Hill work results in the calf muscles learning to contract more quickly and thereby generating work at a higher rate, they become more powerful. The calf muscle achieves this by recruiting more muscle fibres, around two or three times as many when compared to running on the flat. The "bouncy" action also improves the power of the quads in the front of the thigh as they provide the high knee lift that is required. For the athlete, when competing in their sport or event, it can mean higher running speeds and shorter foot strike times, these are excellent strength sessions.
Tempo runs are an excellent way for runners to build speed and strength. They're runs that are done at a steady effort level, usually just a little slower than your 10K race pace. Tempo runs help you develop your anaerobic or lactate threshold, which is critical for running faster.

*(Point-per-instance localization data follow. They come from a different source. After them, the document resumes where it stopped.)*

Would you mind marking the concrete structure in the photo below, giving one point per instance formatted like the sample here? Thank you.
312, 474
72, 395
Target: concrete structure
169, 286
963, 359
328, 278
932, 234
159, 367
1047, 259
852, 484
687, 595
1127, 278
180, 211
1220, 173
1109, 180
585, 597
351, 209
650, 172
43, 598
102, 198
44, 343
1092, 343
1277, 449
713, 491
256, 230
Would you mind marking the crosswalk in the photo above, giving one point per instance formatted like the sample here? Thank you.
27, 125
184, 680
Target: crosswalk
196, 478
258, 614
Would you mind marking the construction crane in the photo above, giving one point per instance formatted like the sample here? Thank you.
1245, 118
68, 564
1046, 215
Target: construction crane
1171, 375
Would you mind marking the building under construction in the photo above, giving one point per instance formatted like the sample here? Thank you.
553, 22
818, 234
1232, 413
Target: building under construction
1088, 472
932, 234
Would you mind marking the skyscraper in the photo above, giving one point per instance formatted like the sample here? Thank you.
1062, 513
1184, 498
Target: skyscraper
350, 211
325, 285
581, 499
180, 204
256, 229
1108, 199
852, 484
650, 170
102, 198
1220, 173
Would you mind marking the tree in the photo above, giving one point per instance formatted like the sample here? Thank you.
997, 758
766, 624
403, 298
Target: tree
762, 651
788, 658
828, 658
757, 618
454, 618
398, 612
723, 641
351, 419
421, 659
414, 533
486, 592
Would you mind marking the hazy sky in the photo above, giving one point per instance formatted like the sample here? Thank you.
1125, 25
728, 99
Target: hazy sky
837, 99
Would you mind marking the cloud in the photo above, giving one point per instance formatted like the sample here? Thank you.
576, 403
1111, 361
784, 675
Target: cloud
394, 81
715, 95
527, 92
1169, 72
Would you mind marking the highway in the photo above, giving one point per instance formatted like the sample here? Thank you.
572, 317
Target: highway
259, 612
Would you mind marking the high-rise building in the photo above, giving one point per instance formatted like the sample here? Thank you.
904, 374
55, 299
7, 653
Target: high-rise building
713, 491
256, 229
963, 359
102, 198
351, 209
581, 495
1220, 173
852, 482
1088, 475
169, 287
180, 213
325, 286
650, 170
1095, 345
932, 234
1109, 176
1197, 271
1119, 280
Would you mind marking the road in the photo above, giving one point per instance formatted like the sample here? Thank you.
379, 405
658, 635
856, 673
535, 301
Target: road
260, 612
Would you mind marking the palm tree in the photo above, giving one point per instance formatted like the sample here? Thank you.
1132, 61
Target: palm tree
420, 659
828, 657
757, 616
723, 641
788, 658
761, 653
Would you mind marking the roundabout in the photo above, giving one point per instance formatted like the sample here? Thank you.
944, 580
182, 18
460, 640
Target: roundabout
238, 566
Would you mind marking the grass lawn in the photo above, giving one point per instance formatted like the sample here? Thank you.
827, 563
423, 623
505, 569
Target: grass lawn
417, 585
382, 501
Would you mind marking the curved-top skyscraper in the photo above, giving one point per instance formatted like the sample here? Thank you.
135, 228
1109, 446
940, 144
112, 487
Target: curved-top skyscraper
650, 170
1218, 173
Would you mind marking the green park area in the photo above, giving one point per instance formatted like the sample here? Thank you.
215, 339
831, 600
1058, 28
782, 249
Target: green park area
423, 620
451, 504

Fartlek literally means "speed play" in Swedish (the ideas was invented by Swedish coach Gosta Holmer). It means the introduction of faster bursts into a slower run. The purpose of fartlek is to increase your fitness. Fartlek recruits your fast twitch muscle fibres during a longer run, so ensuring that the whole muscle is getting a good workout. Fartlek also helps to build speed and strength. Fartlek runs can be done as an unstructured session (ie running faster as you feel inclined); or in a more structured way (for example, 10 surges of 400m). The best place to do fartlek is generally on a trail run or in a park.
The long run is a staple in almost every runner's weekly training schedule. It doesn't matter if you're training for the 5K or the marathon, more than likely, you have at least one day designated as your long run day each week. However, despite the near universal application of the long run, many runners don't know how fast they should be running for optimal benefit. If you run too slow, you won't produce significant stimulus and adaptation. Run too fast and you run the risk of not being recovered for your next run. We usually advise that you can comfortably hold a conversation on a long run.